Le dernier obstacle entre nous et la liberté des lieux ne tenait plus qu’à une porte et quelques soldats que je soupçonnais d’avoir gardés quelques pistolets pour eux. Procédant avec prudence et rapidité, nous pénétrâmes dans les lieux, armes levées, ceux connaissant l’endroit en tête. Ils étaient tellement occupés à paniquer qu’ils ne nous remarquèrent même pas. Nous en profitâmes pour les prendre à revers, les encerclant avant de les désarmer.

Malheureusement, je ne vis que trop tard que la générale Wing n’était pas avec eux. Lorsque je l’avais repérée, je m’étais précipité sur elle, usant d’un angle mort pour ne pas me faire remarquer, mais pas assez vite puisqu’elle eut le temps de tirer.

— Gweeeen ! ! ! hurlai-je en voyant ma meilleure amie se mettre sur la trajectoire de la balle.

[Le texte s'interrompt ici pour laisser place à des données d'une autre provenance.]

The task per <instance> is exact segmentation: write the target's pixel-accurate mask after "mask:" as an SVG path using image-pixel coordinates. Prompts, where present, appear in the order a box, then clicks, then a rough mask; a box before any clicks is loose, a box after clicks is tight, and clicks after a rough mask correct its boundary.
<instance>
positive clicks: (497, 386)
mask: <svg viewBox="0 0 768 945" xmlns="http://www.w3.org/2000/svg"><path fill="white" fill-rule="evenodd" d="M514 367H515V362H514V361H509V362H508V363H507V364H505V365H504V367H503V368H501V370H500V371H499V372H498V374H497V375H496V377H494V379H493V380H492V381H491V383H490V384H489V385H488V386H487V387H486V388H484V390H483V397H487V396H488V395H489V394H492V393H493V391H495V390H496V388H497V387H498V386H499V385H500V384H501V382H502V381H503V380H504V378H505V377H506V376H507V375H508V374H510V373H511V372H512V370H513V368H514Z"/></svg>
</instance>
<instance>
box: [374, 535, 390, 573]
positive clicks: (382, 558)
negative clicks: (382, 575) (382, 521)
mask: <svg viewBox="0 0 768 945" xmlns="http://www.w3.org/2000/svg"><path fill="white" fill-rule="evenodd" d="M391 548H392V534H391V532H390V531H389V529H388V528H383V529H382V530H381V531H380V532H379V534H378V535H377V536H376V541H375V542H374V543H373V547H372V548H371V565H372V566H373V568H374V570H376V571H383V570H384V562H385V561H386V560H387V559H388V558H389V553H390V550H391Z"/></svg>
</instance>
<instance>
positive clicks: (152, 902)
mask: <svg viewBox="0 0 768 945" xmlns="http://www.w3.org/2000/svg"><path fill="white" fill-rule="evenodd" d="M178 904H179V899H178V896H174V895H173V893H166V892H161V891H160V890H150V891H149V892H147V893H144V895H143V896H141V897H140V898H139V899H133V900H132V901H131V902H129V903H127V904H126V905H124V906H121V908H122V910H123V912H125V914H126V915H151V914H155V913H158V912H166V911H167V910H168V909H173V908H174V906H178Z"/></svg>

Le temps sembla ralentir au moment où celle-ci traversa sa poitrine. Je la vis tomber, inerte. Elle avait sûrement bougé sans réfléchir pour sauver Cody, pour qui je savais qu'elle avait des sentiments très forts. Assommant la générale que j’avais enfin atteinte, je me précipitai vers elle et vis celui qu’elle avait protégé de sa vie en faire de même. Je m'agenouillai près d'elle alors que Cody la prenait dans ses bras, la serrant contre lui, des larmes ravageant son visage et hurlant à plein poumon. J’étais incapable d’esquisser le moindre mouvement, comme figée par la scène qui s’offrait à moi. La tristesse que je lus alors dans les yeux du châtain m'ébranla : elle était immense, semblable à celle d’un être aillant perdu son âme-sœur, sa moitié.